I fled. I slammed the door and rabbited away back to the living room, to the fire, to the other living people. Mom was swooning in her recliner, muttering her own prayers. Rebecca was in the kitchen, having fixed herself a snack. Across from her a large window showed the black night sky, the darkened field of snow, and a huge wolf looking around. It spotted the house and loped heedless toward us. It was five feet high at the shoulder, with a bristling mane of steel-grey fur running from behind its ears all the way down its spine. Its head glowed with the light from the kitchen, its wide golden eyes surveyed the room. I knew that the window was not nearly strong enough to hold it out, if it really wanted to get in.

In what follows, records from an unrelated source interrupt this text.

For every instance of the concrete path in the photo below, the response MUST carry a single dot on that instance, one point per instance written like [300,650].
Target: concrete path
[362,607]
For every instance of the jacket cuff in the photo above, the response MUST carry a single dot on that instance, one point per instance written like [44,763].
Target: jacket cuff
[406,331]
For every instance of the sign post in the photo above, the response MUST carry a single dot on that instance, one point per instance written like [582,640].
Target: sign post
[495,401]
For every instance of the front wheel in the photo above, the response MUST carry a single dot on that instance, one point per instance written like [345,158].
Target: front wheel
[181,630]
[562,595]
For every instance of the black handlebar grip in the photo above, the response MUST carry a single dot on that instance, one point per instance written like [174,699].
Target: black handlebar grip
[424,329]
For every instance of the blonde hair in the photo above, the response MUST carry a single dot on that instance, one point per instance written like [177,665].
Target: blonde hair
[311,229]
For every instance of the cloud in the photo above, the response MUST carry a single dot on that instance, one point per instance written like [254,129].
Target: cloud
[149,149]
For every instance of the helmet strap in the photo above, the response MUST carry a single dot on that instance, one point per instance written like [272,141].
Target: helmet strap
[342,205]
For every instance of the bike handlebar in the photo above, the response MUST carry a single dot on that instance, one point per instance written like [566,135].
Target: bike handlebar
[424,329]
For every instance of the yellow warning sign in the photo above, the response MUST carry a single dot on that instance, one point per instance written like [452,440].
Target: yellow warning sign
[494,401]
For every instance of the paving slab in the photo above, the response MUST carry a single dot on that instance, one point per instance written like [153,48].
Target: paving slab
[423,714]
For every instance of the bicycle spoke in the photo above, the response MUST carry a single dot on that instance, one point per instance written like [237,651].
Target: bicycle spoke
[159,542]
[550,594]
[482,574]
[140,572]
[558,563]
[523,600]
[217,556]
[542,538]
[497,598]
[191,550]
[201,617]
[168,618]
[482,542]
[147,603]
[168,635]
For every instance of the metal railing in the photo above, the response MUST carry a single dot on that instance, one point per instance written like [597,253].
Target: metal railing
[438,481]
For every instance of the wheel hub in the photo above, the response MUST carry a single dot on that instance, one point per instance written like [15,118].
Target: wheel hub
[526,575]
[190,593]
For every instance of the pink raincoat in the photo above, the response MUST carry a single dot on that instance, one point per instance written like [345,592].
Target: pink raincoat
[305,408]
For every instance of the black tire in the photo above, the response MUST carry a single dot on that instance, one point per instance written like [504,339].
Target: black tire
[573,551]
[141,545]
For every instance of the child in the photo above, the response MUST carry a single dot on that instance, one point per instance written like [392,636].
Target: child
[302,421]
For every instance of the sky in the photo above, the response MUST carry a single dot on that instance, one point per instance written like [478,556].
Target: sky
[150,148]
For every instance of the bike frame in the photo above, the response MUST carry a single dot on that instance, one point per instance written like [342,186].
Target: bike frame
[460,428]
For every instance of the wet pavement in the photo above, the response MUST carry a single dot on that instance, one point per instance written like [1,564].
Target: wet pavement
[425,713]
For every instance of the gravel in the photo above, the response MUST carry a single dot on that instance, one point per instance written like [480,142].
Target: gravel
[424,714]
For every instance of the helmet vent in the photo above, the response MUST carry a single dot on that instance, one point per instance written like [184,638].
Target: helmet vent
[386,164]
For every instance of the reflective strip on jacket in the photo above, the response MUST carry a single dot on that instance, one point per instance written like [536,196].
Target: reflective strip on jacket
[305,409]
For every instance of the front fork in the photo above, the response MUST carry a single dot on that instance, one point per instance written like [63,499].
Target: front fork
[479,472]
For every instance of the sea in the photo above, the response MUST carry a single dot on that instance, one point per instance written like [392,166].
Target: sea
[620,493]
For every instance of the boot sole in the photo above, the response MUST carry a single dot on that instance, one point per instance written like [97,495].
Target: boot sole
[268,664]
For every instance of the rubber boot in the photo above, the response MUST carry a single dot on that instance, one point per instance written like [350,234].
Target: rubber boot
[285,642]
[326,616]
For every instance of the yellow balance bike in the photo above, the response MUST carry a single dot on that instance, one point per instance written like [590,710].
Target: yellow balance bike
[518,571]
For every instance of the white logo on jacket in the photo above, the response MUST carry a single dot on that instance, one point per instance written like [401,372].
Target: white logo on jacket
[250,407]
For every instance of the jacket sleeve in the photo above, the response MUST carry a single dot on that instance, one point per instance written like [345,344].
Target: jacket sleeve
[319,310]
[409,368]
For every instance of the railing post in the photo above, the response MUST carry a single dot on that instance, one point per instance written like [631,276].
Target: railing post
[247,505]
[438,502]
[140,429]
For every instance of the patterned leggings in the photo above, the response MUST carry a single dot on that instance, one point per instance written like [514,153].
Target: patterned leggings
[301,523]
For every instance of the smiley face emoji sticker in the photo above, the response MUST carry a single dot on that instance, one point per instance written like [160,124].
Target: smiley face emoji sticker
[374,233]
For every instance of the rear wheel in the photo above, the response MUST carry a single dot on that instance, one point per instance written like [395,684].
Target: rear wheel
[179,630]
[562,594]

I turned to warn my wife, however unlikely it was she'd listen, and then there was a large Irish wolfhound standing beside her. As she scraped food off a plate into the trash, it craned its head into the trash bin and wolfed down any food it could find. When it sensed me behind it, it turned to look at me with its head lowered out of shame or fear. Its eyes were glowing a bright wintery blue. I turned back to the window, and the wolf was pressed up against the glass, its breath escalating into an hysterical rasp, and its own eyes changed from yellow to blue as I watched. Two more wolves trotted by in the distance, turning as one to look at the large dire wolf pressing itself against the brittle pane of glass, beginning to crack.

I lost my concentration on the banish and sensed that all the ghosts had been released back into their rooms, vengeful as bees stirred up in a hive. We'd have no place to hide once the wolves broke in, and I didn't know whether the wolves or the angry ghosts would be worse. I yelled at my wife for not believing in me and for inviting such danger into our home. She seemed a little repentant about the wolves but claimed she had no way to predict this would have happened.

At this point I woke up abruptly. I tried to cuddle my wife but she was overheating in the bed and protested sleepily. I threw back the covers and climbed out of bed. When she asked what was wrong I muttered that I'd had a nightmare. She asked me to come back to bed, but I left the room.
I sat at my laptop in the sunroom (it was 4:30 in the morning, very dark out), running through a routine of checking e-mail and updating Facebook games, trying to fall back into my familiar life and distance myself from the dream. I was too badly shaken, however, and ended up turning on all the lights in the living room and curling up on the futon with a large blanket, reading a book on the history of Japanese cuisine until my wife woke up at 6:00 AM. It wasn't until three hours after sunrise that the fear finally dissolved from me.